On the fuel side, VP offers high-margin, niche fuels as a way to attract new retail customers to the mainstream fuel business, pulsed by its VP101 unleaded (street legal) and premium race fuels for off-road or on the track.

Cerwick, a longtime veteran of Valero and Koch Industries, wasn’t certain he would be a part of the ambitious vision, but after ironing out some wrinkles, he says all systems are go. 

“[VP founder] Steve Burns and I had come to an impasse at that time on some matters, and I did not think the deal would get done,” he says. “I asked that if I could not do this with VP, could I do it elsewhere?’ The answer was no. I could not find any brand as uniquely positioned as VP was.
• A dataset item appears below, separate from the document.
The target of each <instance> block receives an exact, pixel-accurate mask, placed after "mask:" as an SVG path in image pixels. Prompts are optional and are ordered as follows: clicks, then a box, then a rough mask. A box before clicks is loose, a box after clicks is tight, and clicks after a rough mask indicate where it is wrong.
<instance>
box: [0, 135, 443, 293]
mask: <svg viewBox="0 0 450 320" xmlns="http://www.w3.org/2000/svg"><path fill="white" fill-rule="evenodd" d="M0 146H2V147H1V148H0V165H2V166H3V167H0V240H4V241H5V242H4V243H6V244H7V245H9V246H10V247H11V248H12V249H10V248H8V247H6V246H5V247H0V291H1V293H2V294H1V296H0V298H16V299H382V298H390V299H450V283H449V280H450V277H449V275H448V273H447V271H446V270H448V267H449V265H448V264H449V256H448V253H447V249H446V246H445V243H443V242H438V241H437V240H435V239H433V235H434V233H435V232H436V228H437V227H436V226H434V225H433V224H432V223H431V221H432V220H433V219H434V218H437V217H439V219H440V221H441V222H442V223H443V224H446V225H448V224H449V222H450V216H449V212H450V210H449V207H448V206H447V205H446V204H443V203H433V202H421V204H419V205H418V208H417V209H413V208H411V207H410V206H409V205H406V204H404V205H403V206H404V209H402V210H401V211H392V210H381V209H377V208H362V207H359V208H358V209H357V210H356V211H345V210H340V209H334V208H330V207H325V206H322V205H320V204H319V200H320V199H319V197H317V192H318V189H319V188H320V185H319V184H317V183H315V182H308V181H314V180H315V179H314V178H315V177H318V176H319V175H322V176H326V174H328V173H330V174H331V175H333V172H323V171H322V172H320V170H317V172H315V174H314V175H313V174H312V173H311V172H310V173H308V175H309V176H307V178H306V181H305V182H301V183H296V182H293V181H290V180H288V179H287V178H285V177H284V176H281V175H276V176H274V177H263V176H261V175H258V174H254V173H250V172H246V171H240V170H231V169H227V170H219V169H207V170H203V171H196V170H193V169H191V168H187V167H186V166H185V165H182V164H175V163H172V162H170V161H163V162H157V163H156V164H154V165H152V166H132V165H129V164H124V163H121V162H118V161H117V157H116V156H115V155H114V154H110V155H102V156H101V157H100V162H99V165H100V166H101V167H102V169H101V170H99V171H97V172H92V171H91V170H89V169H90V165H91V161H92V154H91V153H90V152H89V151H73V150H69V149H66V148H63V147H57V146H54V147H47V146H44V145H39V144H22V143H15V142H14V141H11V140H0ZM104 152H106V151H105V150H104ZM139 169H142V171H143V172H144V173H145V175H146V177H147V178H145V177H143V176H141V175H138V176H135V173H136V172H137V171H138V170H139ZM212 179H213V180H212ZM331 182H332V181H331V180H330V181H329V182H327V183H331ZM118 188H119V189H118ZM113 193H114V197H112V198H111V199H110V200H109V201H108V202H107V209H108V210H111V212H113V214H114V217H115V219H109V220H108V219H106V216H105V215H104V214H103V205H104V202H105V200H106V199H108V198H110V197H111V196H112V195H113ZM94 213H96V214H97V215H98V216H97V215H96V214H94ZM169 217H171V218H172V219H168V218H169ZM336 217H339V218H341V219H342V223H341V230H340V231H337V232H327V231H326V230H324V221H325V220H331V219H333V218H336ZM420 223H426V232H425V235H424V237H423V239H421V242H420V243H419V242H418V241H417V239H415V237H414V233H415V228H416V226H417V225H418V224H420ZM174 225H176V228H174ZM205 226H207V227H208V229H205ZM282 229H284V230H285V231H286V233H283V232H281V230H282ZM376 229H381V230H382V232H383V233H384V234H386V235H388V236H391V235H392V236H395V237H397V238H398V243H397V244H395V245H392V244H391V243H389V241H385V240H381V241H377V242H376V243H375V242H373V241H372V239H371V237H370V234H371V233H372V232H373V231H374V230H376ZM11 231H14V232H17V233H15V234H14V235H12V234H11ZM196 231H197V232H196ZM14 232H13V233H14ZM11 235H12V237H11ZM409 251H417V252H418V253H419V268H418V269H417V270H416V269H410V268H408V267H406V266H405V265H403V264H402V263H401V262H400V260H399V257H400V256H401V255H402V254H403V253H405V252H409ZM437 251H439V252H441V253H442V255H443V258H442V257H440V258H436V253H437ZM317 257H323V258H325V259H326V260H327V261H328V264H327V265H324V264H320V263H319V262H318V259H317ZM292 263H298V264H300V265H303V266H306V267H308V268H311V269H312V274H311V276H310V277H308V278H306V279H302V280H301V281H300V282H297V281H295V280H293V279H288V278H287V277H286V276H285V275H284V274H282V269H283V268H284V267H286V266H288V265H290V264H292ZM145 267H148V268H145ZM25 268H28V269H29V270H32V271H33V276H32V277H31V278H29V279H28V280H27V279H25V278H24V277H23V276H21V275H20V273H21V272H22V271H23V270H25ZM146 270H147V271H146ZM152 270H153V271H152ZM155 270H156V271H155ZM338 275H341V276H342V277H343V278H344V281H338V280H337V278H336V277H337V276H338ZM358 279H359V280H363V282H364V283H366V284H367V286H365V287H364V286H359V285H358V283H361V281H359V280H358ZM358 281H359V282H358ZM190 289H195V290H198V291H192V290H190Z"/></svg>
“The VP business has been built on the strength of 40 years of experience, and it would have been hard to create a new racing fuel brand that has this kind of stamina.”

That stamina might soon be on steroids. The brand has 35 to 40 sites nationwide that will be rebranded by the end of last month, and another 175 sites in the pipeline as potential branded partners. Of those, Cerwick hopes to get “60% to 80% commitments.”

VP has strict standards regarding retailer performance. “You have to have a reputation that is in alignment with our image standards, because we turn away people seeking to brand with us,” he says.  

As for the corporate expansion, the first stage is getting “those first 1,000 stores up and running and putting products on the shelves,” he says. “We might end up with 2,000 to 3,000 c-stores and a couple hundred quick lubes when it’s all said and done. We also have product distribution NAPA Auto Parts, Cabela’s and others.”

From a geographic standpoint, Cerwick says, the company is mobilizing in the state of Washington, Wisconsin, Texas, Oklahoma, Kansas, Nebraska, Ohio, Michigan, Illinois and Pennsylvania—all with the intention of building a “consumer” brand.

“This is an opportunity for entrepreneurs to invest in themselves, and take control of their future,” he says.